Peu de mesures obtiennent donc la moyenne. La meilleure note, 6,1, revient à la réforme de l’article premier de la Constitution, visant à introduire la lutte contre le changement climatique. Emmanuel Macron a proposé un référendum sur ce point. Les citoyens ont toutefois estimé majoritairement (à 6 sur 10) que la CCC avait été “utile à la lutte contre le changement climatique” et que “le recours aux conventions citoyennes (était) de nature à améliorer la vie démocratique de notre pays” (7,7 sur 10).

Lire aussi : Convention climat : « Macron a fabriqué 150 citoyens qui ne voteront pas pour lui en 2022 »

Le jugement est très dur sur d’autres objectifs emblématiques : 2,8 sur 10 seulement pour “limiter les effets néfastes du transport aérien“. Et 2,7 pour l’introduction dans le droit d’un délit “d’écocide“. Le gouvernement a amoindri cette proposition alors que la Convention voulait en faire un crime).

Ça n’est pas surprenant, c’est quelque chose à quoi on s’attendait”, a commenté une source au ministère de la Transition écologique après cette conclusion. Sur certaines mesures, comme l’écocide, “les divergences étaient clairement assumées”, a-t-elle relevé.

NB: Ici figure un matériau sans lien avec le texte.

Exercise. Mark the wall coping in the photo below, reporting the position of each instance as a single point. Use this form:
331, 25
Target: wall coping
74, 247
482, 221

Le “sans filtre” bafoué par Macron

Démarrée en octobre 2019, la Convention Climat avait remis en juin 149 propositions au président. Celui-ci en a rejeté trois et s’est engagé à transmettre les 146 propositions restantes “sans filtre”.

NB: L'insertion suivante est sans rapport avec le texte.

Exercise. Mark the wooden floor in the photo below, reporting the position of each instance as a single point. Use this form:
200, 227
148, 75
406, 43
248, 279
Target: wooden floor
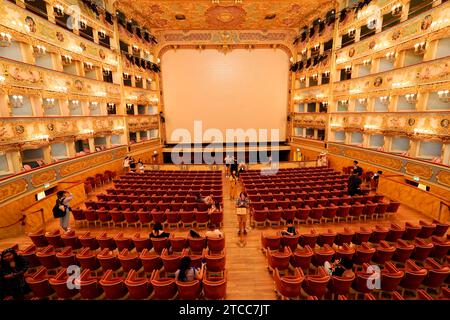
248, 276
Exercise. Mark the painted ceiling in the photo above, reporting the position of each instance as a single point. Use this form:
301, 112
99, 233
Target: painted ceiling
223, 14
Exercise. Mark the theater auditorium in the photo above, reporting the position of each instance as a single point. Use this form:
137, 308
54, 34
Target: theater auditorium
224, 150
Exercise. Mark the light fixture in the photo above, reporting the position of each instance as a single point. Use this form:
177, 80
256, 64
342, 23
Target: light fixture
362, 101
48, 102
39, 50
66, 59
16, 101
351, 32
102, 34
58, 10
384, 100
419, 47
411, 98
443, 95
106, 71
88, 65
83, 24
390, 55
396, 9
5, 39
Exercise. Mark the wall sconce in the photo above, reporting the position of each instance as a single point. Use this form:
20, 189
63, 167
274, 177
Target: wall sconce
443, 95
106, 71
384, 100
396, 9
58, 10
419, 48
16, 101
39, 50
5, 39
390, 55
351, 32
93, 105
83, 24
48, 102
66, 59
411, 98
102, 34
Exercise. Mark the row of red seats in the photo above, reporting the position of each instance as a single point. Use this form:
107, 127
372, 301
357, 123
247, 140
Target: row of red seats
111, 287
140, 205
155, 198
278, 215
391, 279
323, 198
409, 232
145, 261
142, 218
69, 239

Un engagement bafoué pour de nombreux citoyens, faussant l’issue de leurs travaux. “On se retrouve avec deux projets. On portera le nôtre, le gouvernement le sien, je trouve ça dommage”, a déclaré William. Ce citoyen a proposé à la signature de la CCC et du grand public un “serment pour le climat”.

 

 

 

Le gouvernement comptabilise 75 mesures mises en œuvre et 71 en voie de l’être. Certaines via le plan de relance ou le budget, d’autres dans des décrets, ainsi qu’une quarantaine dans le projet de loi Climat et résilience, qui sera débattu à l’Assemblée fin mars.

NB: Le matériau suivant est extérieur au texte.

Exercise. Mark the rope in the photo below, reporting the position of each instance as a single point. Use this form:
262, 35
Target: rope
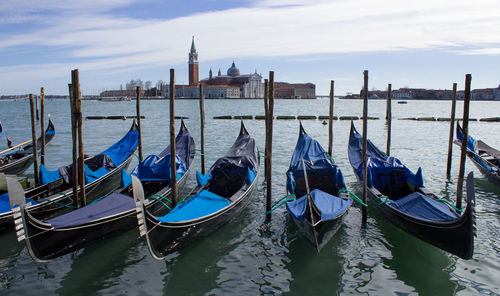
159, 200
97, 199
383, 201
450, 204
279, 203
351, 194
58, 203
185, 197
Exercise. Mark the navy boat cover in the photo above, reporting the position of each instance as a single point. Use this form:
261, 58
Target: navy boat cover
110, 205
5, 204
100, 164
317, 165
229, 172
157, 167
330, 206
423, 207
200, 205
379, 164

Mais les écologistes dénoncent des mesures écartées et des ambitions à la baisse. Et le Haut Conseil pour le climat a critiqué des mesures gouvernementales et la loi climat, également jugée sévèrement par d’autres instances.

 

 

 

 

Les écologistes y vont de leur petit mot

Il y a forcément de la déception”, a conclu le réalisateur Cyril Dion, qui avait milité pour cette convention et en était un “garant”. Toutefois, il a tenu à louer le “travail extraordinaire qui a été fait” par ses membres. Le député Matthieu Orphelin, ex-LREM et proche de Nicolas Hulot, a estimé que “les 150 citoyens punissent très fortement (et très logiquement) l’inaction et le manque d’ambition de l’exécutif”.

 

 

Une “gifle”, estime même le patron de Greenpeace France, Jean-François Julliard. Et pour le WWF, “la copie du gouvernement n’est pas au niveau”. Comme leur vote sur l’utilité et l’avenir des conventions citoyennes l’a traduit, beaucoup de citoyens ont affiché leur “fierté” d’y avoir participé. “Ça montre que si on donne du temps et des infos aux citoyens, on est tous capable de prendre de bonnes décisions, cohérentes, solides, ambitieuses”, a résumé Adeline.